Hello! My name is Mike and I am an infosec engineer with 10+ years experience. I’ve worked in GRC, Vulnerability Management, PenTesting & AppSec. I have 17 SANS certs (I have a serious problem) and I’m also an infosec community enthusiast and creator/mod for /c/cybersecurity. AMA!
I don’t think there’s some minimum XP (in terms of YoE) bar to hit. You just need to be able to demonstrate your practical XP in some manner. Some people get this through work in IT/cyber, others through academics and others still through personal projects and doing things at home. There is a TON of self-teaching options these days through online trainings, CTFs, cons, meet-ups, etc… And lots of ways to document and market your experience and know-how (blogs, social media, podcast, etc…). Personally, I suggest learning a bit of coding, some cloud XP, start a small blog or post about what you’re learning on a micro-blogging platform and network network network.

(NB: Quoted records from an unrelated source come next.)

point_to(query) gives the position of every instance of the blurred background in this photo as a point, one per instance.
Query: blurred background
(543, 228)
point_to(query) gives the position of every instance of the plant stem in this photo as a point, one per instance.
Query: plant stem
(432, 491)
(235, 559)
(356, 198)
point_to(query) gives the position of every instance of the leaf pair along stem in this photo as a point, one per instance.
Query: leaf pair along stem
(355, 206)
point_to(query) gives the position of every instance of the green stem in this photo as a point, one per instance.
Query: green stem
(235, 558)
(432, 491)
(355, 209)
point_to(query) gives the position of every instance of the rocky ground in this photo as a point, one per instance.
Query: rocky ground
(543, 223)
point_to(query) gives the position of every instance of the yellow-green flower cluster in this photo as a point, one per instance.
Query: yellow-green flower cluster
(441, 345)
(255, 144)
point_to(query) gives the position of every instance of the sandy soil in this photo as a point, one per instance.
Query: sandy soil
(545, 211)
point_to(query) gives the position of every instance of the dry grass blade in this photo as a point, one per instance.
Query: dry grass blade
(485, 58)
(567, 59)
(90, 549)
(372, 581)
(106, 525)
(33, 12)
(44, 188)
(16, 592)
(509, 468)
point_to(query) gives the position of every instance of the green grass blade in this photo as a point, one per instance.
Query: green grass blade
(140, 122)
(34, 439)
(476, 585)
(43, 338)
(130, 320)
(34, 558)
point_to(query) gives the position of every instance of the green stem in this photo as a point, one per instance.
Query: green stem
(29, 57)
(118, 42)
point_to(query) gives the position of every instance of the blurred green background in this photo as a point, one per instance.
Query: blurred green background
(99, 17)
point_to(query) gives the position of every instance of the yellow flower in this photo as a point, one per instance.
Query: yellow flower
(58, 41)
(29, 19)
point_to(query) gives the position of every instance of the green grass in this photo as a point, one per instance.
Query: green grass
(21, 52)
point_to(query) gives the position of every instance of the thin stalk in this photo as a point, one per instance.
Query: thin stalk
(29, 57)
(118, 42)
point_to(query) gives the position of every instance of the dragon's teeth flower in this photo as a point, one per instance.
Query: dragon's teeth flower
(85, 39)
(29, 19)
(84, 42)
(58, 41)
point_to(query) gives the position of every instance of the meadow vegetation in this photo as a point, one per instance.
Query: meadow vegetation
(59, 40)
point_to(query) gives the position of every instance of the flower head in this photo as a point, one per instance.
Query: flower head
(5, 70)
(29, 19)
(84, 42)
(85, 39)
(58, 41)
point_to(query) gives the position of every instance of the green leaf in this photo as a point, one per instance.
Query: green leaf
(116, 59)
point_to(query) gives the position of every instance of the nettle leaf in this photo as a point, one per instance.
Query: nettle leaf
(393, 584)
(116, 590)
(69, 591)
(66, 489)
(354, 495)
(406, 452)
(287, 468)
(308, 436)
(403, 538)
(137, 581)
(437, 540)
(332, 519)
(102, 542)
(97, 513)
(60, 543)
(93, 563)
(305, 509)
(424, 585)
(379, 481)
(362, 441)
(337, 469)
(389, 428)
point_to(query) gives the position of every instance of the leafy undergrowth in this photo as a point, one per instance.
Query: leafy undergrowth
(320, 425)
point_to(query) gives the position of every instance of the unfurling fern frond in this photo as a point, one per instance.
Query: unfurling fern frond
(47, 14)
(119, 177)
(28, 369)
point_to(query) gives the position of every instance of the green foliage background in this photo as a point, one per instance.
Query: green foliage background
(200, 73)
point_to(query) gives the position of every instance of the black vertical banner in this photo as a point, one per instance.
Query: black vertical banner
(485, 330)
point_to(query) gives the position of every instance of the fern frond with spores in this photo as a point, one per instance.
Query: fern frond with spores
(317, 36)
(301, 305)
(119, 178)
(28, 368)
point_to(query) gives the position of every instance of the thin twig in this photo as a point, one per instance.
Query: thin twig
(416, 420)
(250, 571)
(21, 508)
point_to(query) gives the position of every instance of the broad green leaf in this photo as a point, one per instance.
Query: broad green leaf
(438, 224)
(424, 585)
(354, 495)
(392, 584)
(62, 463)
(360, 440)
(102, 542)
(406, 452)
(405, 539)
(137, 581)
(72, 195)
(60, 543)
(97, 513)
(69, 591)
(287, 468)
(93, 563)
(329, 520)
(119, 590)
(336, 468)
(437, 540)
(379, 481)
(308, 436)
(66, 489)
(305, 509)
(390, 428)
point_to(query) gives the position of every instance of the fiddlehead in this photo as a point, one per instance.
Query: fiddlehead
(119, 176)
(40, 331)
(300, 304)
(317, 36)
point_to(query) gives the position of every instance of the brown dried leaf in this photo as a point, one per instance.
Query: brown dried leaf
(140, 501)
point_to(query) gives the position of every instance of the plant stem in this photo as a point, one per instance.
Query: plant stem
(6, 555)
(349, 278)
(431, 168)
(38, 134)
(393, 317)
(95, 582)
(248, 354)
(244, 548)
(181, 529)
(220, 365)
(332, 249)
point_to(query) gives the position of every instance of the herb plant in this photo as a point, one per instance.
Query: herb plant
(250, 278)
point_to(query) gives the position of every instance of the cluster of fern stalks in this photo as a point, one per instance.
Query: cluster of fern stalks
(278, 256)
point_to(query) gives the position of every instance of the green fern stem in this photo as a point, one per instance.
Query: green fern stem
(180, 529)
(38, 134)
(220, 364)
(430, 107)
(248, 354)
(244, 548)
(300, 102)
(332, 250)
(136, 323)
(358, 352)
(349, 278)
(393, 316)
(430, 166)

As for your current place of employment, having a VERY legacy environment can actually be somewhat good for security as it may be “easier” in some respects to find misconfigurations and Vulns. Does your company have any security resources? If not, try to volunteer to help in that area, if they do, introduce yourself and ask to shadow/help/learn from them.
I see. I will have to document my progress and remind myself the company isn’t actually financing this. I should start by creating a blog.
Haven’t personally talked to the IT dep yet - I am in a small dev team for internal webapps and the last time we contacted them was because of printer problems, hah. Will try contacting them once I feel ready.
Thank you for the insights. Sorry I took too long to respond.